I dati sul Pil europeo nel primo trimestre hanno sorpreso al rialzo con una crescita annuale dello 0,4% rispetto ad attese di un miglioramento dello 0,2%; anche l’inflazione europea “core” di aprile (+2,7%) ha sorpreso al rialzo rispetto ad attese che di fermavano al 2,6%. Il dato positivo è la sorpresa sul Pil, quello negativo è che il processo di riduzione dell’inflazione rallenta; il risultato è che i rendimenti delle obbligazioni europee, incluso il decennale italiano, sono saliti. Dagli Stati Uniti, nel frattempo, continuano ad arrivare segnali di tenuta dei prezzi; ieri, per esempio, l’indice sul costo del lavoro nel primo trimestre ha fatto segnare un incremento dell’1,2% contro attese dell’1%. Il ciclo di allentamento della politica monetaria in cui, in qualche modo, siamo già entrati potrebbe essere diverso da quelli a cui ci si è abituati; non è chiaro quanto sarà lungo e profondo perché i prezzi rallentano meno del previsto.



La sorpresa del Pil europeo e della tenuta dell’economia americana non è un mistero senza soluzione per gli investitori. Prendiamo a esempio, ancora, quanto scritto da Bank of America alla fine di settimana scorsa: “eccessi fiscali = nessun rallentamento = inflazione = calo delle obbligazioni”. Il mistero della tenuta economica americana e di rimando di quella europea, nonostante la crisi energetica e le tensioni geopolitiche, origina dal deficit di Washington che rimane a livelli superiori a qualsiasi altra fase che non abbia coinciso o con una guerra o con una pandemia o con una recessione. La media del deficit americano degli ultimi quattro anni è stata del 9%; con deficit a questi livelli l’economia tiene. La questione non banale che si apre è se la tenuta dell’economia sia una funzione della crescita o dell’inflazione.

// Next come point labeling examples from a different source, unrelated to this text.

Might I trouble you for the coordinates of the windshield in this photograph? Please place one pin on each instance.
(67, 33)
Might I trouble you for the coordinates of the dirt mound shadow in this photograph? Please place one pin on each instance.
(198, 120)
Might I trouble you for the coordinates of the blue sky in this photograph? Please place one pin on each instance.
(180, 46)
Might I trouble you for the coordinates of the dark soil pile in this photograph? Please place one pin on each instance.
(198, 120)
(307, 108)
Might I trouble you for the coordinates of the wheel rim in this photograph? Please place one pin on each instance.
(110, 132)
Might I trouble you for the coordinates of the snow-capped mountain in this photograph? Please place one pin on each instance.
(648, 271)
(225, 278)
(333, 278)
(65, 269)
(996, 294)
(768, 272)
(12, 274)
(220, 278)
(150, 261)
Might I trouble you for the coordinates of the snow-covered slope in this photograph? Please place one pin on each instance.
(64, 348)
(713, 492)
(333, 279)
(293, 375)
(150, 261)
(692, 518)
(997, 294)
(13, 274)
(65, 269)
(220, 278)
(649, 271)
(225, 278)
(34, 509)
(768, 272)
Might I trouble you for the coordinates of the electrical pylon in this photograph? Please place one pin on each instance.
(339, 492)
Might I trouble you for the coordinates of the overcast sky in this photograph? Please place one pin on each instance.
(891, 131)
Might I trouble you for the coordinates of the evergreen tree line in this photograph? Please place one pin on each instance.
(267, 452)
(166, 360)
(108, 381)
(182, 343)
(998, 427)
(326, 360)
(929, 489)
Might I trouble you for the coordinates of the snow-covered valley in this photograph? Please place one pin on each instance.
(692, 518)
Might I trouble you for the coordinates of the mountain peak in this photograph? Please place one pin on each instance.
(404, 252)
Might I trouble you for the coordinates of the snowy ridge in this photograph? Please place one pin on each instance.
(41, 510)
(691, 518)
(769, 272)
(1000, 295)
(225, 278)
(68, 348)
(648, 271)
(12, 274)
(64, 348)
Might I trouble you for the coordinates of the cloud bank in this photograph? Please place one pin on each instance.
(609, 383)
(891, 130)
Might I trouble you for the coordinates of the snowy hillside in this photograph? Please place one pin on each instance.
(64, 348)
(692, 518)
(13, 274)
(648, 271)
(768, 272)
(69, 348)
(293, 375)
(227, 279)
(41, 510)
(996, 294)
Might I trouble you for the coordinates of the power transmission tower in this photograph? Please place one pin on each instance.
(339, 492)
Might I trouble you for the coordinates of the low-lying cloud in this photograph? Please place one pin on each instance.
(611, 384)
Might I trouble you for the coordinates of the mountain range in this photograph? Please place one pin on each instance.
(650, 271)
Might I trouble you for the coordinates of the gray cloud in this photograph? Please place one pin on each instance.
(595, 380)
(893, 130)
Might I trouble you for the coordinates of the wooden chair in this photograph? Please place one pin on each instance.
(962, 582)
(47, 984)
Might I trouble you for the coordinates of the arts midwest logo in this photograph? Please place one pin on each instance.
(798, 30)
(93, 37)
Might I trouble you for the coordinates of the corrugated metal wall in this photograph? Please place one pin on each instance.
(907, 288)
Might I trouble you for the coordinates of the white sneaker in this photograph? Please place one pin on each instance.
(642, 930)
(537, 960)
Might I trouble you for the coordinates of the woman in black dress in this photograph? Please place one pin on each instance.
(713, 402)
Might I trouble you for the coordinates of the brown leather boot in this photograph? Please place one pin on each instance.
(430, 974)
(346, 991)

Dentro l’eurozona l’Italia spicca tra le maggiori economie europee. L’inflazione francese per il mese di aprile, comunicata ieri, sorprende al rialzo, mentre quella italiana è in calo rispetto al mese precedente e inferiore alle stime. L’Istat a proposito del dato sul Pil del primo trimestre comunicato ieri, che ha sorpreso al rialzo, segnala che: “Dal lato della domanda, si rileva un contributo negativo della componente nazionale (al lordo delle scorte) e un apporto positivo della componente estera netta.” Gli incrementi salariali in Italia, come segnalato negli ultimi trimestri anche dai dati Bce, sono stati inferiori rispetto alle altre maggiori economie europee. Il “buon” dato sull’inflazione italiana è un’anomalia derivante dal minor potere d’acquisto dei salari delle famiglie; questo spiega anche la fretta di Roma per il taglio dei tassi della Bce. Da questa parte delle Alpi è più urgente perché diventa l’unico modo per risollevare le finanze degli italiani e per controbilanciare una crisi energetica peggiore di quella spagnola o francese.



Se la crescita continua grazie al deficit americano la questione diventa chi si può permettere di fare deficit e chi riesce a contenere la salita dei prezzi, dalle forniture energetiche fino alle componenti e alle materie prime che alimentano le catene di fornitura. Questa è la questione chiave in un possibile scenario di stagflazione. L’altra questione è il mercato delle obbligazioni perché, a differenza degli anni ’70, i mercati sono molto più connessi e liquidi e le fughe di capitali più facili.